Biden job approval second lowest among presidents since 1950s: Gallup
President Biden’s approval numbers remain stuck at near-record lows as he faces a series of setbacks, according to a new poll.
The latest Gallup survey released Friday finds that roughly 41 percent of U.S. adults approve of the job Biden is doing just over a year into office, about the same as previous surveys showing him underwater among the public.
Fifty-six percent of those surveyed in the latest poll disapprove of Biden’s job performance as president. That’s a near reversal from his approval numbers when he entered office, when 57 percent of adults surveyed said they approved of the way he was handling his job.
Gallup noted that Biden’s average approval rating for this point in his term is lower than all other predecessors going back to the 1950s, with the exception of former President Trump, who had a 39.1 percent favorability during the same period in his term.
Several post-World War II presidents in their first term even had fifth-quarter averages above 50 percent, with three — John F. Kennedy, George H.W. Bush and George W. Bush — above 70 percent, according to Gallup’s data.
Biden’s approval numbers have steadily fallen since he took office in January 2021, and the latest survey tracks with other recent polls, including a Politico-Morning Consult poll from last month that found Biden’s approval at about 45 percent.
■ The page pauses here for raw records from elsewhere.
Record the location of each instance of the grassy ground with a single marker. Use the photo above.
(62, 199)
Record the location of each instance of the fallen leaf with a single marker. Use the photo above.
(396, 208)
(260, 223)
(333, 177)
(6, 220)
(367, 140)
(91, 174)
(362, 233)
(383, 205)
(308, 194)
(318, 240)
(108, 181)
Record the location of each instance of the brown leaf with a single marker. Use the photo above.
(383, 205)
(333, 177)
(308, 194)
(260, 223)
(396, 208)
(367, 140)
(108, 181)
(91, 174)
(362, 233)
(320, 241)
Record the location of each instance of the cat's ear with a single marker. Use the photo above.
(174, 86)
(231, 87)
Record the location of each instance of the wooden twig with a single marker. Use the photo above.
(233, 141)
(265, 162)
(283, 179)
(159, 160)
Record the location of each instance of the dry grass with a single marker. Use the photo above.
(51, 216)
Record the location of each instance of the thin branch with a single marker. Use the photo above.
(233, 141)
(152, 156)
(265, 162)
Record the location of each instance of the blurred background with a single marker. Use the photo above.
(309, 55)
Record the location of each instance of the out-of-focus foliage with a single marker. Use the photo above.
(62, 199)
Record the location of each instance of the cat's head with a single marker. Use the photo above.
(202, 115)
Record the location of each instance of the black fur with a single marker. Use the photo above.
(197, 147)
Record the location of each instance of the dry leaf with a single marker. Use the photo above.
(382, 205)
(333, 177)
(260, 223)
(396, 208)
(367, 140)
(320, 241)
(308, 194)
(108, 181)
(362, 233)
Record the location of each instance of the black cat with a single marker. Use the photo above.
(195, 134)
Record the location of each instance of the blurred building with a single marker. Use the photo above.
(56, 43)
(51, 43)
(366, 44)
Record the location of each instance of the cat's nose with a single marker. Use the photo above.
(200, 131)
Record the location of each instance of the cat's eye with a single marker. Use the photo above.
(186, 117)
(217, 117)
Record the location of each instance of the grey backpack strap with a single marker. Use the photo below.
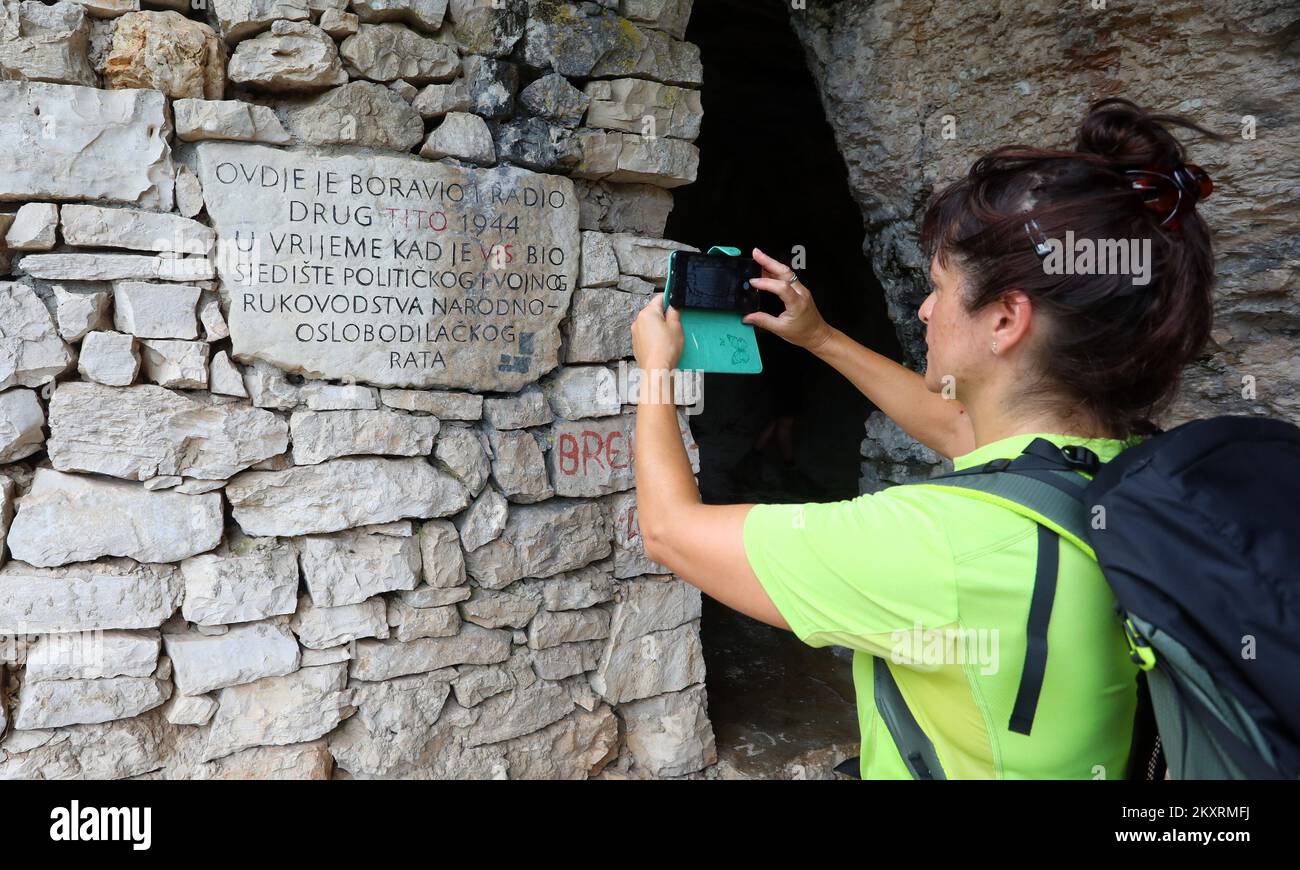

Biden’s upside-down job approval rating could ultimately impact this year’s midterm elections, with Democrats defending slim majorities in the House and Senate.
“While it is possible that Biden’s job approval could increase between now and the fall elections, doing so would go against the historical pattern for second-year presidents,” Gallup’s analysts report.
“The prospects for significant improvement in Biden’s job approval ratings before the fall midterms seem dim not only because of the historical record for second-year presidents, but because his approval ratings have been stuck in the low 40s for eight months.”
Biden has faced a series of major challenges since taking office, including the chaotic withdrawal from Afghanistan, rising consumer prices for food and gas, surges in cases amid the COVID-19 pandemic and an influx of migrants attempting to cross the nation’s southern border.
The president has set out on an aggressive travel schedule in recent days to tout achievements from his time in office, including a crucial $1.2 trillion infrastructure spending plan that passed Congress with bipartisan support last year.